La psicologa americana Kelly Jakubowski ha recentemente pubblicato un articolo su Psychology of Aesthetics, Creativity and the Arts che ha avuto una discreta eco su diverse testate. L’argomento dell’articolo in effetti è curioso e può piacere un po’ a tutti gli appassionati di musica: Come sono fatti i brani che restano facilmente in testa già al primo ascolto e che non si fanno dimenticare? In inglese si chiamano earworms, in italiano tormentoni. Sono state intervistate ben 3.000 persone a cui è stato chiesto di citare le canzoni che non riescono a togliersi dalla testa per paragonarle a brani presenti nelle chart di UK e USA che però non sono diventate tormentoni. I risultati sono interessanti proprio dal punto di vista psicologico. Infatti il cervello lavora in sinergia con percezioni, emozioni e memoria. Uno dei pochi modi efficaci di dimenticare un tormentone è, ad esempio, mettersi a cantare un’altra canzone. Questo studio conferma certe associazioni che tutti inconsciamente facciamo
Dal punto di vista musicale, invece, visto che lo scopo dell’articolo era anche dare una bella ‘ricetta’ a chi dovrebbe scrivere tormentoni, le vere indicazioni sono pochissime e già si potevano avere ascoltando le canzoni di maggior successo dagli anni ’50 ad oggi riassunta in Polygraph. Scorrendo infatti la Top Ten più votata dagli intervistati si capisce subito che ogni brano fa storia a sé: ci sono tre pezzi ormai datati di Lady Gaga (poi incapace di ripetersi), c’è la complessa “Bohemian Rhapsody” dei Queen e c’è pure la semplicissima e splendida “Don’t Stop Believing” dei Journey, anche perché rilanciata dalla serie Glee. Lo studio poi cita due dei riff (parti strumentali ripetute più e più volte) più importanti della storia del rock, quelli di “My Sharona” di Knack e “Smoke on the Water” dei Deep Purple, mescolandoli, chissà perché ad un capolavoro della musica strumentale come “In the Mood” di Glenn Miller.

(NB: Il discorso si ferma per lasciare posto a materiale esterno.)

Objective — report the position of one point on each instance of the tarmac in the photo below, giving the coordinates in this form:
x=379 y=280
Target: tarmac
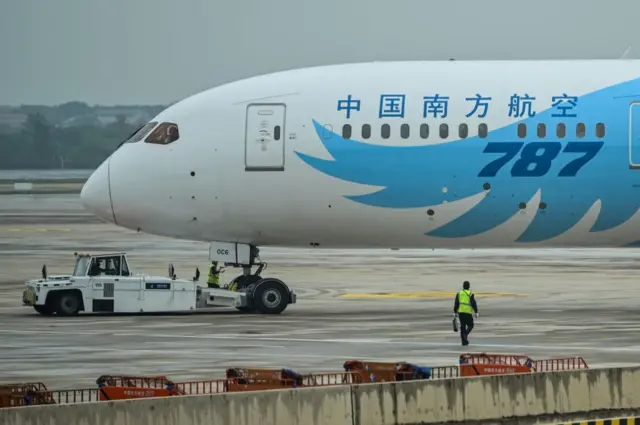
x=378 y=305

Forse quest’ultimo è un vero classico, che sta diventando immortale. Per capire cosa ricordiamo davvero e cosa caratterizza la nostra civiltà musicale, infatti, forse è utile andare indietro nel tempo, a motivi che ogni occidentale ha nelle orecchie da centinaia d’anni. Oggi è ovvio che l’armonia perfetta dell’Allegro del Concerto BWV 1042 in Mi Maggiore, l’Inno alla Gioia o l’Allegro della Sonata in Sol Maggiore K. 525 siano semplicemente insuperabili dal punto di vista musicale. Eppure tutti sappiamo che Bach è stato a lungo dimenticato, che Mozart è morto povero e Beethoven pure. Sarebbe interessante, insomma, pure un’analisi della ricezione musicale dal punto di vinta storico e sociale. Nel frattempo, a chi crea musica e a chi la produce non resta che lavorare tanto. Le hits potenziali sono davvero tante e che quelle reali di solito restano un sogno.